Izïa emancipates herself with her fifth album, “La Vitesse”

Author, composer, performer, musician and actress, Izïa took her first steps with her father, Jacques Higelin, under the benevolent gaze of her mother, the Tunisian dancer and singer Aziza Zakine. Music has always been part of his life. From her parents, she inherited words and that rare quality that is freedom. She released her fifth album, Speed.

franceinfo: Do ​​you finally trust yourself?

Izia: Yes. The answer is yes !

Is it important to take the time to find your way, to know where you feel best?

I think with every album, I had found my way by then. An album for me is really a photo in time of a period. It turns out that now I have fifteen years of career behind me and when I started, I was fifteen years old. I necessarily sought myself, like everyone else, on the road of life, but in any case my path as an artist, musician, author, there, I refine it.

It’s about your father in this album. It’s true that it’s a declaration of love to what he left you, passed on, gave. I would like to talk about the song royala need to write to address him directly.

It’s something I really wanted to tell him. It’s a song that tells the genesis of our absolute unconditional love. And that moment when we “separated”, but like a father, like someone who has to let his child fly away, at some point. So, we never left each other, we sang together, we often saw each other and all that, but obviously, we no longer had this fusional, loving, completely crazy thing that we had in my childhood and in my teens. It’s normal, I was becoming a woman.

“What I wanted in the song ‘Royale’ was to make peace with everything that we kind of missed with my father.”

I always said to myself that we would meet around my child, around lots of things, that we would have this great discussion that you want to have one day with your parents, adult, you ask them all the questions that you’ve wanted to ask them all your life. But life meant that we were never able to have that moment. It was something that was extremely painful to live with. It’s crazy all the same that in the middle of this life, of all the lives in the world, I was the daughter of this person.

What does this album represent for you?

A statement. I think I’ve never been so sincere. I didn’t hide behind, no fake poetry like there could be in Citadel, style effects to protect me. There, I went there in an ultra frontal way, whether musically, in my texts, in my voice, because I also think that the period we went through really put me in a state of mind to tell me: we don’t really have time to hide anymore, we don’t have time to go through a thousand paths. I’m going to make the album that I want to make without stopping myself from anything. It’s a really free album.
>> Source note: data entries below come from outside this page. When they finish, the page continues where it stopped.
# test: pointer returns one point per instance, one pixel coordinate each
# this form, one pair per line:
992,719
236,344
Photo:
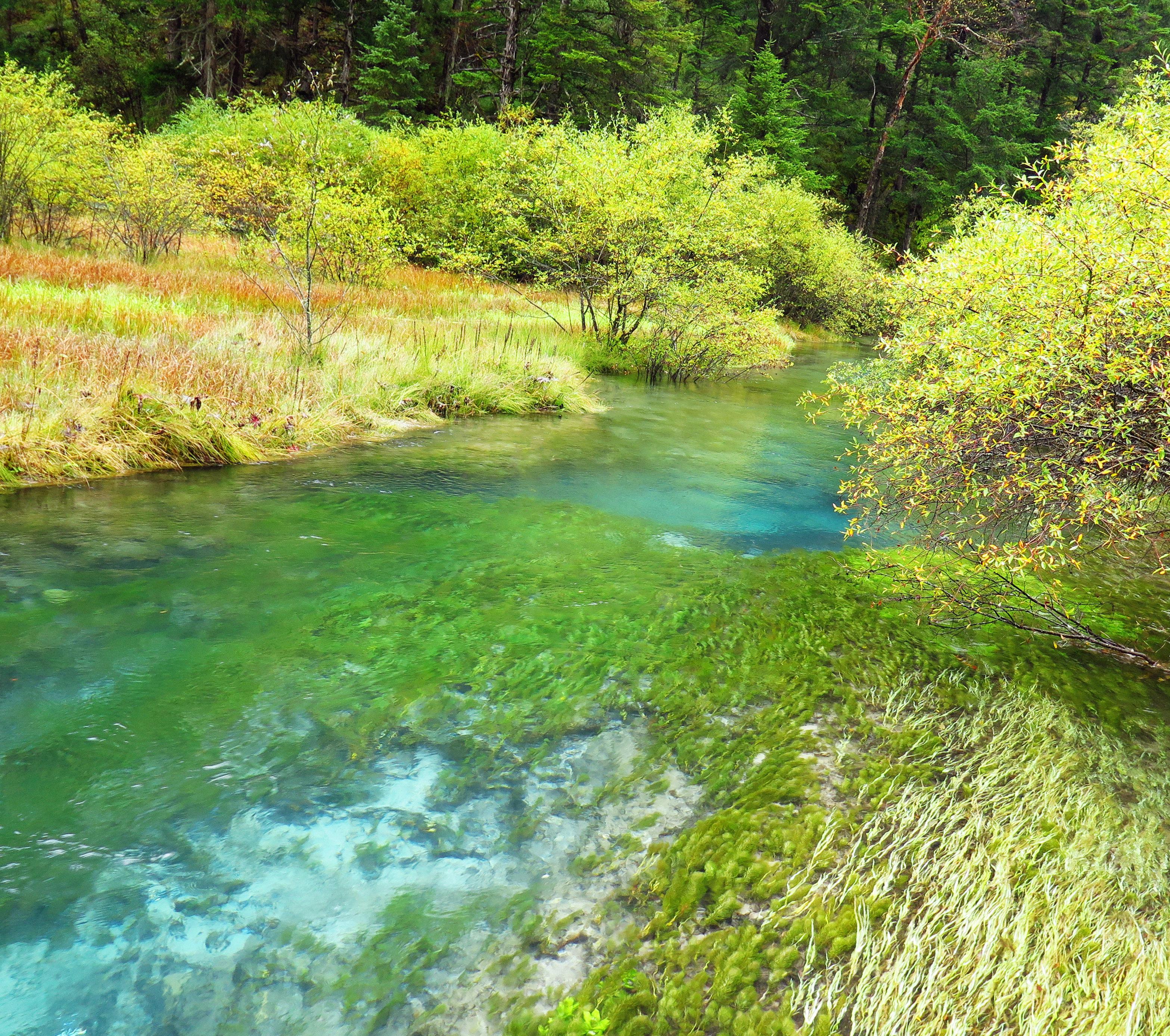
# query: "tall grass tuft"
1027,891
108,368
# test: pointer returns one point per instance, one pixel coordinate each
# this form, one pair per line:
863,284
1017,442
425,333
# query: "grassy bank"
906,831
109,367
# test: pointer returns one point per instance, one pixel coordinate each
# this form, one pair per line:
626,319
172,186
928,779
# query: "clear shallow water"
286,747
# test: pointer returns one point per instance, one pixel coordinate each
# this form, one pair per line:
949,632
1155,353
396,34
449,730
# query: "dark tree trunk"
451,54
924,44
75,6
209,85
344,80
508,59
763,26
239,57
292,54
174,33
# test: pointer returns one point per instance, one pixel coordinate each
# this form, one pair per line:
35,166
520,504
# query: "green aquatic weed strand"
795,722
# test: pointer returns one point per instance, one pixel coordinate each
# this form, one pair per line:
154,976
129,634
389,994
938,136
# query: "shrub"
1020,418
51,154
146,200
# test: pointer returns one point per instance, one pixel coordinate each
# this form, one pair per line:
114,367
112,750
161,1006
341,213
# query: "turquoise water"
296,747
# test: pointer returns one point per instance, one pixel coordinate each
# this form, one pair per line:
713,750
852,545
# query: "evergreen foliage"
769,119
993,87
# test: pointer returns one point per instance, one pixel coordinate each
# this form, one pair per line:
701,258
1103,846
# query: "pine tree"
768,118
389,88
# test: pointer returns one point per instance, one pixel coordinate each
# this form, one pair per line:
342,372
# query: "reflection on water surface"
287,747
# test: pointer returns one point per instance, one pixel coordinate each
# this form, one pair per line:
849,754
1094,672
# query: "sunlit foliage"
1020,420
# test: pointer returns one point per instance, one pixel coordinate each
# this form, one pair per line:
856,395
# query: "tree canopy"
1020,420
897,107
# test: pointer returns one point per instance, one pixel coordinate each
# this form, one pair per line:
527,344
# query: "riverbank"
907,833
108,367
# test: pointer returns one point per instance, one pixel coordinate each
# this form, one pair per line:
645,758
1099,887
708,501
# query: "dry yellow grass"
108,367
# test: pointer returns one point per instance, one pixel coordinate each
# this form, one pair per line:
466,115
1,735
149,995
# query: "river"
294,747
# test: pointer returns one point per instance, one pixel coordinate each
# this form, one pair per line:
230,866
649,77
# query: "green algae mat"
402,737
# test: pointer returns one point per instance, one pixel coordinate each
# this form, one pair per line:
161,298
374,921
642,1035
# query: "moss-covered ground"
907,830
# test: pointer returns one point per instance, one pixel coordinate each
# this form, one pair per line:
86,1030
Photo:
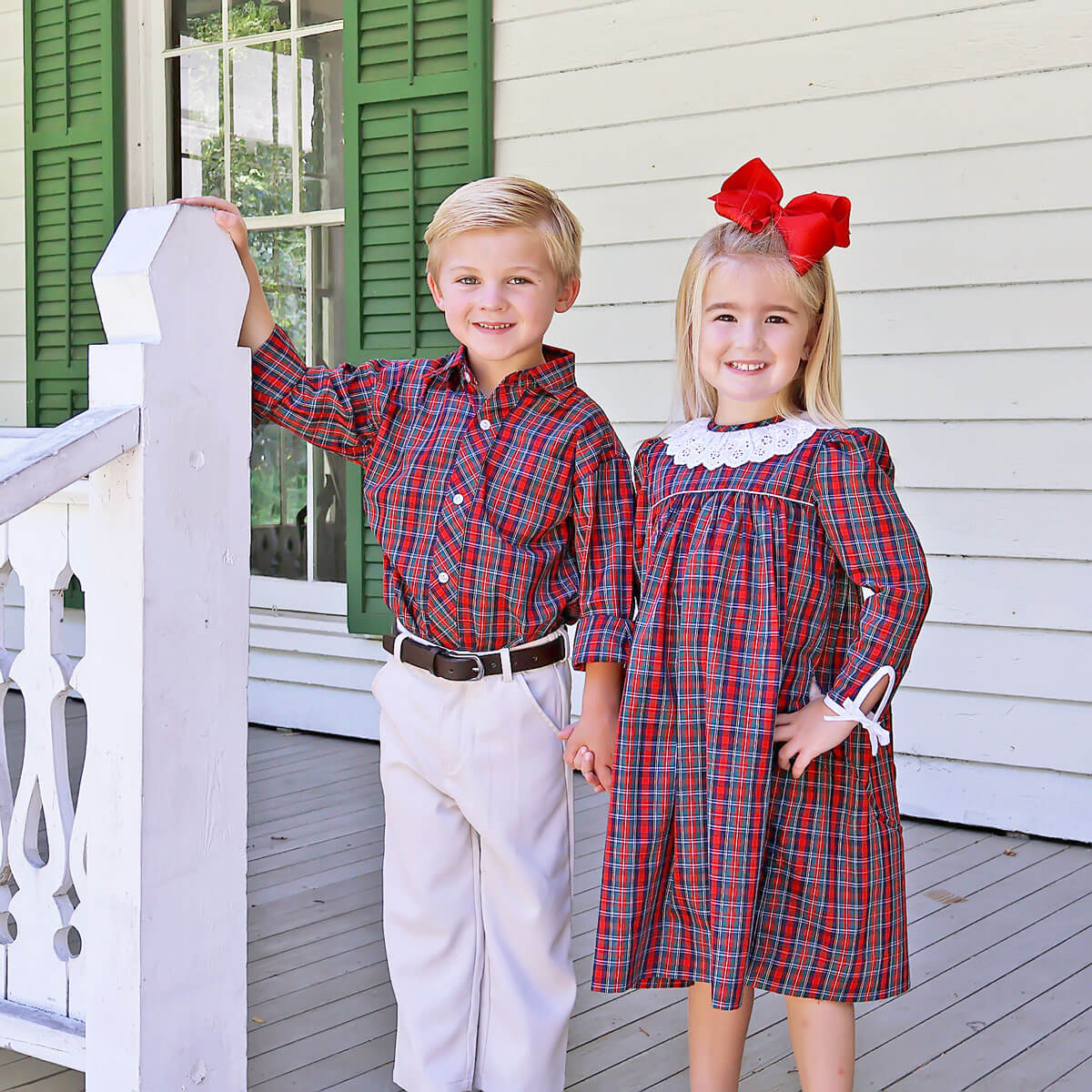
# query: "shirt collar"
556,375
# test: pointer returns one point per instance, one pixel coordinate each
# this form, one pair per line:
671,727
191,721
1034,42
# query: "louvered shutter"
75,190
419,124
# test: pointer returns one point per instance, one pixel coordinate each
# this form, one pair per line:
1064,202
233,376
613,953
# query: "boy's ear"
435,289
567,295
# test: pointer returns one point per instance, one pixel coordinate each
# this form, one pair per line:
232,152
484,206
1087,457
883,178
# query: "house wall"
962,136
12,228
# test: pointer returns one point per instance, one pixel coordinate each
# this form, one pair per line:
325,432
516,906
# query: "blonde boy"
501,500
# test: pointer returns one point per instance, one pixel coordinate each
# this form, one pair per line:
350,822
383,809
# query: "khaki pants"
478,878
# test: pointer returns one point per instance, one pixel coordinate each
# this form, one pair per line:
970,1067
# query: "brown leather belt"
468,666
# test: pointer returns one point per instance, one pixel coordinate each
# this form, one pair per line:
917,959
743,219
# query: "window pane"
320,11
197,21
278,459
322,185
257,16
261,128
199,135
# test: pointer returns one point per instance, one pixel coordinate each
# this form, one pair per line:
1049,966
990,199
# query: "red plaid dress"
719,867
501,518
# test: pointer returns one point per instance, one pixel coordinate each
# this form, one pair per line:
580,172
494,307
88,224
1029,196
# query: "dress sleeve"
336,409
642,511
877,545
603,517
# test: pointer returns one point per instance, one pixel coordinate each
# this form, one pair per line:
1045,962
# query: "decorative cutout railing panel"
123,856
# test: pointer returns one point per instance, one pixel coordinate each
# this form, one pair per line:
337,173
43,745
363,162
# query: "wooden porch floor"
1000,934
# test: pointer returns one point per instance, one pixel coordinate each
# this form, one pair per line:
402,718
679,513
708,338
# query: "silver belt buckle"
474,658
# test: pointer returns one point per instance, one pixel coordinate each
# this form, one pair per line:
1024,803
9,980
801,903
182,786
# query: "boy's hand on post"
258,320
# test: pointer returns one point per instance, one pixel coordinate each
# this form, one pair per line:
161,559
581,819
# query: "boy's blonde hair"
817,389
509,202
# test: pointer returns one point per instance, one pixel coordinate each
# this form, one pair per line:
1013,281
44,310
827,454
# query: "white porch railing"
123,906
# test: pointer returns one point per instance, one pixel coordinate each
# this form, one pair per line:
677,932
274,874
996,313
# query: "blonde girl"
753,838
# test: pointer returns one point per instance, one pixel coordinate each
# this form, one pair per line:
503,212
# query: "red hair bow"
809,224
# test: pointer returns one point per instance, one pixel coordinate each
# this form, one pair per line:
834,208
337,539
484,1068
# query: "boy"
501,498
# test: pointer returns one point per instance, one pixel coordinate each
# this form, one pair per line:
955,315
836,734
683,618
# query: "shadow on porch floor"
1000,935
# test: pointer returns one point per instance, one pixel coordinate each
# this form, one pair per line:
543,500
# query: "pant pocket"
547,691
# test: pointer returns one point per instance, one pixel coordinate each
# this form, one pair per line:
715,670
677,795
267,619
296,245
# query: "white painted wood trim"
309,596
54,459
43,1036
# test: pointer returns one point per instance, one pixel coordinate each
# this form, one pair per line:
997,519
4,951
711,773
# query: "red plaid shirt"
500,518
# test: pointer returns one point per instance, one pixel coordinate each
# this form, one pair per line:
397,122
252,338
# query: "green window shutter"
419,124
74,141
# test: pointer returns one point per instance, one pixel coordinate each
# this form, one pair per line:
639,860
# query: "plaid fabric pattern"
720,867
500,518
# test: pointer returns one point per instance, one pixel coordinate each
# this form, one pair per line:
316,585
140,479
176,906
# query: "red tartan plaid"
720,867
500,518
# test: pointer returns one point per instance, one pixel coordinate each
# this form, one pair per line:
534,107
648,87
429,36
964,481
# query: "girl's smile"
753,334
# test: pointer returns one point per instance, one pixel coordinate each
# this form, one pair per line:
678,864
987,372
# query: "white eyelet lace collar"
694,443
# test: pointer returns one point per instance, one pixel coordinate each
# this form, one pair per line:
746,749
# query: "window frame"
276,593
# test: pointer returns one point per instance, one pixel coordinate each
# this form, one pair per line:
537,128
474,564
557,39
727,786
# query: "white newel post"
165,675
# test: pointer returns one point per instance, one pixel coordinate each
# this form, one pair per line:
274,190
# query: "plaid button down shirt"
500,517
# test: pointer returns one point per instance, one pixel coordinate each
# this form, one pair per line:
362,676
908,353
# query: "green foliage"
243,20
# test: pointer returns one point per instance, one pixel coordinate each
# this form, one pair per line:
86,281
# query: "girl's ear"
435,289
567,295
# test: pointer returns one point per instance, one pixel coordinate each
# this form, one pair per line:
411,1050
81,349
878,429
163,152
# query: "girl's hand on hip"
806,734
590,748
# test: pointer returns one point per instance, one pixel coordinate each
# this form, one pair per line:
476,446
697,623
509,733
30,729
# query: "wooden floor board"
999,938
1079,1079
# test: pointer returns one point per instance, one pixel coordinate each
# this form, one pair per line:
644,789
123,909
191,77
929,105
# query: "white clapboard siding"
1011,592
976,523
12,230
981,250
989,794
1025,663
1025,732
992,386
1027,108
308,672
961,135
933,185
915,320
593,35
879,58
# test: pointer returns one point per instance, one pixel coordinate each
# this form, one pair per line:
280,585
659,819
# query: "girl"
753,836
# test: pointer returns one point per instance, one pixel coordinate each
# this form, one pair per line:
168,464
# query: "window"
256,117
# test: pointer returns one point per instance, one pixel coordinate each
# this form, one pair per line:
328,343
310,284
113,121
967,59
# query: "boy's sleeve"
336,409
603,516
879,550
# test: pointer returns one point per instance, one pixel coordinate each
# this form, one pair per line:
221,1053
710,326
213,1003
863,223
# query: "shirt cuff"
601,639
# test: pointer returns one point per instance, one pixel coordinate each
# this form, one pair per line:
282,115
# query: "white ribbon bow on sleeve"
850,710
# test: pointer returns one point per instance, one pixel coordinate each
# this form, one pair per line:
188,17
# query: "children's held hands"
258,320
806,734
590,748
591,742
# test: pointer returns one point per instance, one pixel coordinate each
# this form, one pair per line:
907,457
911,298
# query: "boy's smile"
500,293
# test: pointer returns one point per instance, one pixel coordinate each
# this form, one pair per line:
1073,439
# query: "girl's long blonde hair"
817,389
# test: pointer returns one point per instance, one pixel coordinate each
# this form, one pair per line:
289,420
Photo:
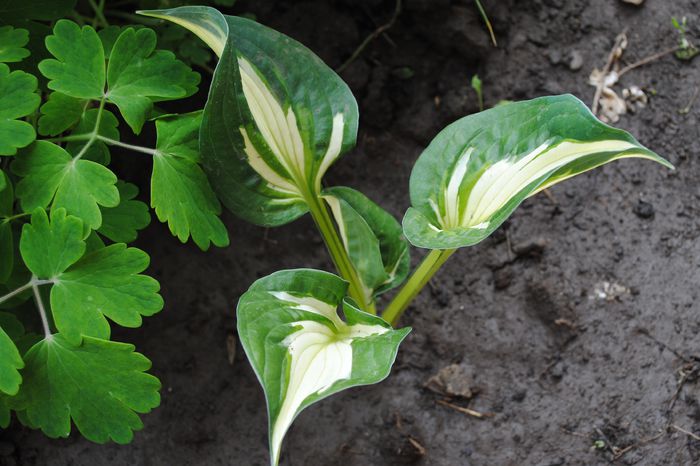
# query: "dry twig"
377,32
467,411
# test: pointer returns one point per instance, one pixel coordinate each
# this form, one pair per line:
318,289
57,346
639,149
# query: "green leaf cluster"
67,274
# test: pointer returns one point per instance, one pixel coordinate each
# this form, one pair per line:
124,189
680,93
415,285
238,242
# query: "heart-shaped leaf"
373,239
277,117
474,174
302,351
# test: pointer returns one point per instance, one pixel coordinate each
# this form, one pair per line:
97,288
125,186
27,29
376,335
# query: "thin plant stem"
14,293
420,277
337,251
33,282
42,310
92,136
99,12
485,17
113,142
15,217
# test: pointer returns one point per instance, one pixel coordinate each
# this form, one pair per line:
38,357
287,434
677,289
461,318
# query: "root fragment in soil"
463,410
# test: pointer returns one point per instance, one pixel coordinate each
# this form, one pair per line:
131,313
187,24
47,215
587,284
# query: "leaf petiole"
42,310
34,282
420,277
113,142
335,247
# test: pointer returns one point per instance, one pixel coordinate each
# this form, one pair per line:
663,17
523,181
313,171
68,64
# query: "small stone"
554,57
531,249
453,380
441,296
644,210
575,60
6,449
502,278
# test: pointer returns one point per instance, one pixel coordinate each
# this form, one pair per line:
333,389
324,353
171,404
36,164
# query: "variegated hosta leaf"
373,238
277,117
302,351
475,173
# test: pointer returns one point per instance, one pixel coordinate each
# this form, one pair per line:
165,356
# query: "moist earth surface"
574,330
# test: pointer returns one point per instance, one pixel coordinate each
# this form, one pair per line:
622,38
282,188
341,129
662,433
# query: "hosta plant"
68,92
276,119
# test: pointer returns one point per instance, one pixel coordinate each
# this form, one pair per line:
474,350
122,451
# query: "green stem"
485,17
421,276
42,309
30,284
10,218
113,142
99,12
339,255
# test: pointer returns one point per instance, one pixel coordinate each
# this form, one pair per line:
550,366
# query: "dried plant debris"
609,291
608,105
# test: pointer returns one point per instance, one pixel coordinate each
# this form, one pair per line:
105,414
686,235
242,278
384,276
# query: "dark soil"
577,324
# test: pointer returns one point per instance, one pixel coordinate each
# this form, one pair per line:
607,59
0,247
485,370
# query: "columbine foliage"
66,217
277,118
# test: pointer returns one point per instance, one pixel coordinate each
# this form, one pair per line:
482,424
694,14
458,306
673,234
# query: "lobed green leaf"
138,75
18,98
59,113
52,177
12,42
104,283
79,67
100,385
180,192
50,246
122,223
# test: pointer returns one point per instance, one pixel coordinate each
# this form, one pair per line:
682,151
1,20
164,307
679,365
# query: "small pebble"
502,278
6,449
575,60
644,210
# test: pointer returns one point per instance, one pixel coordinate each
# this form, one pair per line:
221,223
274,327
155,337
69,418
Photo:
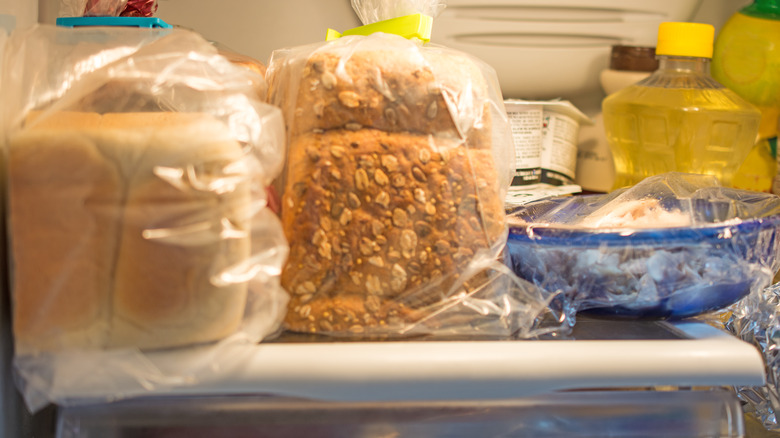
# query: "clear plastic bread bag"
399,158
138,162
672,246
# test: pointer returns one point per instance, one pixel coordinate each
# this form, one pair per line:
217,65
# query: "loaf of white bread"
390,188
119,224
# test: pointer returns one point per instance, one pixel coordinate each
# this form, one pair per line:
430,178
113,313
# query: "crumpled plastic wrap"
398,163
674,245
371,11
137,163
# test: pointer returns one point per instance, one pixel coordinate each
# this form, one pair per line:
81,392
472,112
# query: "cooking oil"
679,119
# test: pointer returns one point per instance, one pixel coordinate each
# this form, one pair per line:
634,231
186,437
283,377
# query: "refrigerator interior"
256,29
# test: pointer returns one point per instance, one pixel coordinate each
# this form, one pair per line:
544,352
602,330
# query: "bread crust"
124,216
390,189
380,225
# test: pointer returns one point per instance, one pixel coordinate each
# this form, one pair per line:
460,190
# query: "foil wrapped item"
756,320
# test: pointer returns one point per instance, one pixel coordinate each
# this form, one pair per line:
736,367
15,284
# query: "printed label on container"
526,121
559,148
545,139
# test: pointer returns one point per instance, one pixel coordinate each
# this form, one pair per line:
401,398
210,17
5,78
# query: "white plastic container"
545,135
This album is also a bit like the definition of what you have become over time. You really started on the scene very early. The first voices at seven years old, the first part of Iggy Pop. Extraordinary things have always happened in your life. How did you manage to keep your feet on the ground? Keep your identity?

I have always been, even if full of doubts that goes without saying, very anchored in what I wanted to do.

“In my journey, there is nothing calculated. There is just music, the love of music.”

The logical consequence is that this album will live on stage, is this the Holy Grail for you?

It is downright the Grail. And inevitably, the pieces on stage, when you address them to an audience, they suddenly take on a scale, but fantastic! And for me, that’s the stage, it’s really magical. I’m really looking forward.

What place does the public occupy in your life? He has always carried you.

It’s amazing the strength it gives me. That’s why for the past five years, I wasn’t completely myself because I was missing a fundamental part of my life, people. It’s the guarantor, being able to be one with the crowd. Me, I’m a carnival, I’m on the road and I go to see people. I often say that it’s not the people who come to see me in concert, it’s me who goes to see.

The cure is a song that came, you were on a terrace contemplating the sky. You were thinking about your father and when you got back to the studio, your partner told you that he was also thinking about your father. You saw this as a message.

It was really crazy. There, I thought of my father and said to myself: when am I going to stop thinking about him? When will it go away? I was there: but no, it will never go away. And I come home and Bastien was playing the piano like that and I start to sing. I take out this sentence: the passage of time is the remedy for life. This sentence, it came to me from nothingness, from the abyss and it came out of me as if it was not even me who pronounced it. I know it was my dad who told me that. And so, when I say that to Bastien half in tears and he says to me: “It was your father who whispered those piano notes to me. I’ve been playing them since a while ago, but I felt like it wasn’t really me playing them.”. This is the story of that.

What’s next?

There, I don’t want to stop. I’m telling you right away, you’re going to eat some Izïa Higelin!